Meandering as I was trying to work some things out with a think piece. One of the things was how we can never really know the past because we can’t visit, and the second was (more relevantly) about legacy data.
When we build a digital archive we assume hat the content will be available and accessible for a reasonably long time. Obviously as the documents, the digital objects were created with applications we need to think about curation and how we will provide long term access.
There are a variety of approaches – the Project Xena one of normalisation and the more conservative approach of using pronom and/or jhove to extract file format information, and then storing that information and using it to inform a bulk format migration strategy down the track.
Personally I favour storing the original document plus a pdf, as if the worst comes to the worst you can always recover the text by feeding the pdf through suitable software, such as tesseract.
This works fine for textual documents such as text files and files of numeric data. With video and image data, not to mention sound, different considerations apply but the logic is the same. Store the files in a common, well documented format, and ensure that you have documented the technical metadata.
Absolutely fine for digital objects produced in the last decade or so. Microsoft had won the document format wars and we can assume most files are doc or docx, and spreadsheets of numeric data xls or xlsx. PDF generation software was widely available, and Libre/Open Office, with AbiWord provide a means of normalisation if you have a document in an exotic format (Project Xena uses Open Office under the hood).
The same period of time saw the rise of the USB drive and the CD and the disappearance of the floppy and exotic formats like the IoMega zip drive.
It’s a reasonable assumption that we can read anything produced in the last decade.
Wind back a little further and that’s not the case. Wordstar and later Wordperfect dominated word processing. Physicists and mathematicians tended to like AmiPro as the equation editor used TeX under the hood.
QuattroPro was wideley used as a spreadsheet. TeX was used to create drafts of research papers, and specialist dedicated minicomputer wordprocessing systems like Wang and WPS+ still hung on.
There was a vast range of media formats – different tape cartridges, zip drives and a multiplicity of floppy disk formats
At the time it seemed normal but looking back it was pretty chaotic and attempts to establish institutional standards were uneven.
During that time I managed a format conversion service which helped solve some of the problems by migrating data and documents at the time.
The real problem is that we now have first generation of researchers and scientists who used digital technology on a day to day basis coming up to retirement, and there is a desire to recover some of their data, especially longtitudinal and observational data before it is to late.
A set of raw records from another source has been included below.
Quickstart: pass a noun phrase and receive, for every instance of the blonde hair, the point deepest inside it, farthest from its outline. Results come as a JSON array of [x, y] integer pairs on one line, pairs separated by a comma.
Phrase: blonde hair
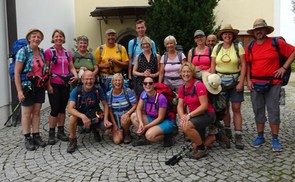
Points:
[[170, 38]]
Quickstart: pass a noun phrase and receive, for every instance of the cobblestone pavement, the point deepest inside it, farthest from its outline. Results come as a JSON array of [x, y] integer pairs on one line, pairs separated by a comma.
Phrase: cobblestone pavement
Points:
[[105, 161]]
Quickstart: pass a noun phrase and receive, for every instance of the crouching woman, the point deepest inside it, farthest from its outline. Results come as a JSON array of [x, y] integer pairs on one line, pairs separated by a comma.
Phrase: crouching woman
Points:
[[194, 110]]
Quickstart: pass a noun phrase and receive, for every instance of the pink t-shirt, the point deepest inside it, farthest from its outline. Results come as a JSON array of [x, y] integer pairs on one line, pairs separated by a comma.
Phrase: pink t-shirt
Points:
[[61, 66], [202, 60], [192, 101]]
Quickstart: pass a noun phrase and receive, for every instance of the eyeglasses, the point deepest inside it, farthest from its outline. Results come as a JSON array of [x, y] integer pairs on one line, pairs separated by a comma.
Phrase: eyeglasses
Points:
[[148, 83]]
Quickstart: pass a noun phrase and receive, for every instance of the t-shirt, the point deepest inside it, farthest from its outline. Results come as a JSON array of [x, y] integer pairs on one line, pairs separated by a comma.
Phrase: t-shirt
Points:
[[202, 60], [88, 99], [265, 58], [149, 103], [136, 50], [61, 66], [227, 60], [119, 103], [192, 101], [111, 52]]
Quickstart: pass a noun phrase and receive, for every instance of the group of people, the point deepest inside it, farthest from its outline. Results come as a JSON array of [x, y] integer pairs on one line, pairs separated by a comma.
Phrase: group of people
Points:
[[82, 83]]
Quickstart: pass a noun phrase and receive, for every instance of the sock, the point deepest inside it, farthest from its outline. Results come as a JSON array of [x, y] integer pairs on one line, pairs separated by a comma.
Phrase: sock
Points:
[[274, 136]]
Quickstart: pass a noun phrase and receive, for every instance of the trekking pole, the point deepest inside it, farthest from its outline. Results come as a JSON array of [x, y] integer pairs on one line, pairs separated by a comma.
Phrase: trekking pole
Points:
[[14, 110]]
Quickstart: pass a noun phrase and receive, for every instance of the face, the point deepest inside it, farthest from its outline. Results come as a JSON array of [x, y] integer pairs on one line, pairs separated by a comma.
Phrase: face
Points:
[[227, 37], [35, 38], [118, 82], [88, 80], [148, 84], [260, 33], [186, 74], [82, 45], [58, 38], [140, 29], [111, 38]]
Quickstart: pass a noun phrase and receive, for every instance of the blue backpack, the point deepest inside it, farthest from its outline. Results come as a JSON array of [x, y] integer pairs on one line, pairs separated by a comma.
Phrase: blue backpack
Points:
[[16, 46]]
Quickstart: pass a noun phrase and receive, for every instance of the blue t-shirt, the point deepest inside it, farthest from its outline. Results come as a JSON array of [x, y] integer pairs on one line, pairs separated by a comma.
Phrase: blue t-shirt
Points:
[[119, 103], [88, 99], [138, 49]]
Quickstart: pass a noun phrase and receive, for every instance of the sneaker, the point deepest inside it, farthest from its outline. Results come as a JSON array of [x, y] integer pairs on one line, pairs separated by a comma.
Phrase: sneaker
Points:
[[223, 141], [276, 146], [62, 136], [51, 138], [29, 144], [197, 154], [140, 142], [72, 146], [257, 142], [38, 141], [238, 141]]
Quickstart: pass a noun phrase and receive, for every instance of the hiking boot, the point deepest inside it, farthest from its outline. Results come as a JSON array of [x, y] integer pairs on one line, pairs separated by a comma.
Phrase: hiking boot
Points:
[[141, 141], [257, 142], [51, 138], [223, 141], [72, 145], [238, 141], [38, 141], [29, 144], [276, 146], [62, 136], [127, 138], [197, 154], [228, 133]]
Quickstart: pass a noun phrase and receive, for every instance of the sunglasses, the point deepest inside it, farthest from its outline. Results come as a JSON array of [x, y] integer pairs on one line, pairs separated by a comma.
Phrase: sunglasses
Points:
[[148, 83]]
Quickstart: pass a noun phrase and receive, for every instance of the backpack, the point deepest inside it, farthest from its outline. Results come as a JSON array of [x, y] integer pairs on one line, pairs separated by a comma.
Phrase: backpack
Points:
[[283, 59], [164, 89], [16, 46]]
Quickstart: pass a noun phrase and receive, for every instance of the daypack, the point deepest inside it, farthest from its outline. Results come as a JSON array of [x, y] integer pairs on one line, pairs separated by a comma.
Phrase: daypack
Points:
[[283, 59], [16, 46]]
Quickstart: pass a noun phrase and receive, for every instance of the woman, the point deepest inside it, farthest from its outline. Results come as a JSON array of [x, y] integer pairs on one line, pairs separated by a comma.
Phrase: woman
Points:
[[200, 55], [122, 103], [146, 64], [83, 59], [151, 117], [194, 110], [30, 60], [60, 65], [228, 60], [170, 63]]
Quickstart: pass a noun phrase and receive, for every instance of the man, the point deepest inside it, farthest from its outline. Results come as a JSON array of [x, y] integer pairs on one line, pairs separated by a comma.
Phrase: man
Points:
[[211, 40], [134, 48], [84, 109], [111, 57], [263, 69]]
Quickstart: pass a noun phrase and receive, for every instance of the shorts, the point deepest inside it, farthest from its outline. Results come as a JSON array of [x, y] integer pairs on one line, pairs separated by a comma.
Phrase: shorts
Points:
[[166, 126], [37, 95], [269, 99]]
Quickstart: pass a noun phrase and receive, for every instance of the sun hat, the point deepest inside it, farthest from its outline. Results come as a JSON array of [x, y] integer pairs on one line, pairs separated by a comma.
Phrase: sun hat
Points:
[[212, 82], [109, 31], [227, 28], [32, 31], [260, 23], [199, 32]]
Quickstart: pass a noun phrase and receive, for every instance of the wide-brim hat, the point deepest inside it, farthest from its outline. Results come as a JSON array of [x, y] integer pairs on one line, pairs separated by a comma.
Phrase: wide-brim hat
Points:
[[34, 30], [227, 28], [260, 23], [212, 82]]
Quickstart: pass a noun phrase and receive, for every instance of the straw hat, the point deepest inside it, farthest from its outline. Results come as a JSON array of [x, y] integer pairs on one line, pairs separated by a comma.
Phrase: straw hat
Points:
[[227, 28], [212, 82], [260, 23], [33, 30]]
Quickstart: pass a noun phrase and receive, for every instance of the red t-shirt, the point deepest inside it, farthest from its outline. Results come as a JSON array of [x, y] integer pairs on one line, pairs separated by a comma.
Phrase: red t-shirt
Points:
[[192, 101], [265, 60]]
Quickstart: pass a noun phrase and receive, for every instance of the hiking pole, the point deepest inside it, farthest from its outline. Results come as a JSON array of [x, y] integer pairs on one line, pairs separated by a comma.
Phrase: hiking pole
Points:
[[14, 110]]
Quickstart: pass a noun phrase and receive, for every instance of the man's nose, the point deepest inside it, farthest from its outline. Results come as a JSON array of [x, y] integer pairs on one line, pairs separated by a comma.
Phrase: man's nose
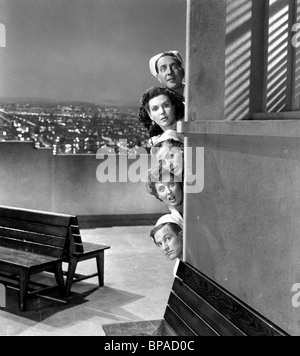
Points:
[[169, 70], [165, 246], [168, 190]]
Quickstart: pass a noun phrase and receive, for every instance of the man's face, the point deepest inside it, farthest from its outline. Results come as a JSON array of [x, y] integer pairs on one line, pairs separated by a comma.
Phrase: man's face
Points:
[[170, 193], [169, 242], [170, 73]]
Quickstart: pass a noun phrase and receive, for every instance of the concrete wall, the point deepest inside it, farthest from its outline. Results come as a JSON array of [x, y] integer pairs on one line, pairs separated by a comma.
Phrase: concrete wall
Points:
[[35, 179], [243, 229]]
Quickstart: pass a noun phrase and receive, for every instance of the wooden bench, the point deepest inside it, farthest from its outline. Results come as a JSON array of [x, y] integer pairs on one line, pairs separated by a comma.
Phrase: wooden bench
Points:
[[35, 241], [82, 251], [198, 306]]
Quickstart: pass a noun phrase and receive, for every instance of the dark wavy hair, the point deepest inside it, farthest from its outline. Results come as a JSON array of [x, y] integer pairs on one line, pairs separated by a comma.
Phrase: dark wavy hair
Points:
[[145, 119]]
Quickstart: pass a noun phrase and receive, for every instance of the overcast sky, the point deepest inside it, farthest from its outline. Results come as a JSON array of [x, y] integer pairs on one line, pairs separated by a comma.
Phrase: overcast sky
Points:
[[87, 50]]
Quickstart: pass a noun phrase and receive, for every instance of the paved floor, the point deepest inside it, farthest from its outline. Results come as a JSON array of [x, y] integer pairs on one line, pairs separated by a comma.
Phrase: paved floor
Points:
[[138, 279]]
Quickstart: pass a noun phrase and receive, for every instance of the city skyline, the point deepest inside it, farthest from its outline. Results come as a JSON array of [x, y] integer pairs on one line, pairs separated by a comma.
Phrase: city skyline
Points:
[[93, 51]]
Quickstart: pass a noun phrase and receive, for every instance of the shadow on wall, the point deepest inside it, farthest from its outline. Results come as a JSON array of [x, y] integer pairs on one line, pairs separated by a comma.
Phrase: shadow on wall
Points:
[[35, 179]]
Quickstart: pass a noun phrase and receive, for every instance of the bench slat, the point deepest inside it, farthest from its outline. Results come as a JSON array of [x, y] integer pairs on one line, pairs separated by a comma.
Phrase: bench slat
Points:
[[24, 259], [34, 227], [217, 320], [33, 237], [32, 247], [187, 315], [175, 323], [241, 315], [37, 216]]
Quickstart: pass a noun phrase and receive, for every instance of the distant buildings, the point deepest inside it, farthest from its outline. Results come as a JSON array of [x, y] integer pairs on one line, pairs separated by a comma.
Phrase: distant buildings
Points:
[[71, 129]]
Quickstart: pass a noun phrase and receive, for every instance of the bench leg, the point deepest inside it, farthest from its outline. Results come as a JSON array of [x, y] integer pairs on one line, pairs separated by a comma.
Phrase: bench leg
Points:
[[59, 277], [24, 284], [70, 274], [100, 268]]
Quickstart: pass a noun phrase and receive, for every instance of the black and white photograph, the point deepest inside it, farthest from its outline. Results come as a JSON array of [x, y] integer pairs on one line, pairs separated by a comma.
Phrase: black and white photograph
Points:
[[149, 169]]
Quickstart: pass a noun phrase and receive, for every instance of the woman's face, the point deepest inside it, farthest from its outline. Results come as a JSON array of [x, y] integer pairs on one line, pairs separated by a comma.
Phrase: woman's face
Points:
[[170, 193], [171, 158], [162, 111], [169, 242]]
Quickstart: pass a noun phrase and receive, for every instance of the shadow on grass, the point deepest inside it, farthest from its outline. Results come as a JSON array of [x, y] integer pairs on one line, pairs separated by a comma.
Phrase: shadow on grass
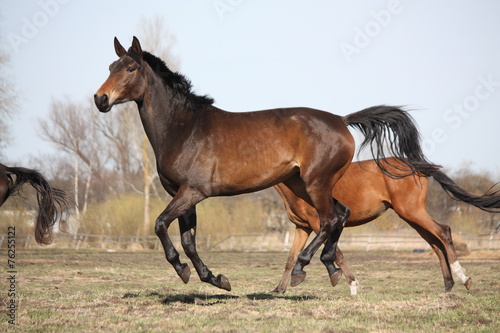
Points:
[[295, 298], [204, 299]]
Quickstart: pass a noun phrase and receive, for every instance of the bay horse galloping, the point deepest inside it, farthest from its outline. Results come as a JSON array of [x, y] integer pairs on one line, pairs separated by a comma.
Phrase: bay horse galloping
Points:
[[368, 192], [52, 202], [202, 151]]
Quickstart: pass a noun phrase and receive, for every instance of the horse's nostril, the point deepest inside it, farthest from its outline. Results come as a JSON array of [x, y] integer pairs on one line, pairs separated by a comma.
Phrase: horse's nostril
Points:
[[100, 100]]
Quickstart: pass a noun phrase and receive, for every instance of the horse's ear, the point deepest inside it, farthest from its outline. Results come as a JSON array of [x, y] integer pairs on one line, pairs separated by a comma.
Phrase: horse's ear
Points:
[[119, 49], [136, 48]]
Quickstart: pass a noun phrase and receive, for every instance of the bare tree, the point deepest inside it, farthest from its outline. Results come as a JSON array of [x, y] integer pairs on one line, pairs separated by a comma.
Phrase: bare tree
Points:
[[7, 100], [70, 127]]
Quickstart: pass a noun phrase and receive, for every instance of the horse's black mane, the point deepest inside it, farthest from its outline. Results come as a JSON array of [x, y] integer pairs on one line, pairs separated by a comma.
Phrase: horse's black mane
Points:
[[177, 82]]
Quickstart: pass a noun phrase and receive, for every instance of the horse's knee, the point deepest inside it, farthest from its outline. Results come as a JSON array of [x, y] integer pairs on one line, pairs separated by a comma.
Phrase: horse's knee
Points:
[[160, 229]]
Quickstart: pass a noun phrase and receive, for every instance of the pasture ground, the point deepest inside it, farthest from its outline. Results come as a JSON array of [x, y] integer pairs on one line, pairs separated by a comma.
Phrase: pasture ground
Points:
[[95, 291]]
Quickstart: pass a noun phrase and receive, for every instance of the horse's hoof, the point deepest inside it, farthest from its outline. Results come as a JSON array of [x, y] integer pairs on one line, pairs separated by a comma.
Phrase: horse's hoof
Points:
[[335, 277], [277, 291], [185, 274], [468, 283], [223, 282], [297, 279], [448, 285]]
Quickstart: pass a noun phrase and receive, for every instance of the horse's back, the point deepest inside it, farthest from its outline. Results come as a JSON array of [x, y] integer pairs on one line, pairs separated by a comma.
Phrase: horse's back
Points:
[[255, 150]]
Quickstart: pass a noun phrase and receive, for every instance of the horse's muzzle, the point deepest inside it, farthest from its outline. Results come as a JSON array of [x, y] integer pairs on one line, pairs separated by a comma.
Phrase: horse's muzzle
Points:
[[102, 102]]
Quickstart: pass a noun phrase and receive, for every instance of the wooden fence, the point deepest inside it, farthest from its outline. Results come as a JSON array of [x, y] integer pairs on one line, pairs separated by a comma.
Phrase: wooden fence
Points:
[[246, 242]]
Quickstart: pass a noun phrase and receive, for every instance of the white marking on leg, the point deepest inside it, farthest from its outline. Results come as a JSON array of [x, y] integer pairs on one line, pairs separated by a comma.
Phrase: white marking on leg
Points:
[[354, 287], [459, 271]]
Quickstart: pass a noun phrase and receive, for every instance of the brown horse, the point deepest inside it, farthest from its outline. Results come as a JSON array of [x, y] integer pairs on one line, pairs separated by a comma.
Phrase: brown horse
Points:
[[52, 202], [202, 151], [368, 192]]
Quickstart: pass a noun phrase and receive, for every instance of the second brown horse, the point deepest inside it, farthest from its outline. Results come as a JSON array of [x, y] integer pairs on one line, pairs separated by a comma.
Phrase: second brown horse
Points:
[[368, 192]]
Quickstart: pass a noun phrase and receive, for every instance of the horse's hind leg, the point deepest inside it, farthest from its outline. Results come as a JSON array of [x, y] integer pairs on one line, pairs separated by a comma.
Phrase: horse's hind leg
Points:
[[438, 248], [328, 255], [429, 228], [4, 184], [182, 202], [299, 241], [351, 280], [331, 224], [187, 226]]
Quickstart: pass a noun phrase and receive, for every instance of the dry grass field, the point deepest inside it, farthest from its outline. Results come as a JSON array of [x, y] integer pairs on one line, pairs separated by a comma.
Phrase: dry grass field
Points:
[[95, 291]]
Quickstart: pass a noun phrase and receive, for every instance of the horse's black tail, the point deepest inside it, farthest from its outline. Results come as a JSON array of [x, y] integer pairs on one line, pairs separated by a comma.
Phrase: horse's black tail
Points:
[[52, 202], [393, 129], [490, 201]]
And we face a set of challenge
1) inadequate documentation as to what the data means and the tools used
2) inability to read the source media due either to media corruption or no longer having suitable equipment
3) inability to convert the source document format to something useful
There’s also a fourth problem – I’m 56. Shocking I know, but not only are the first digital scientists and researchers coming up for retirement, the people who knew about the tools and techniques at the time are also beginning to retire.
At the same time we are beginning to see the first glimmers of the realisation, for example through interest in the literary history of wordprocessing, that we risk losing information about what happened in the eighties and nineties through our inability to read the source documents and data of the time.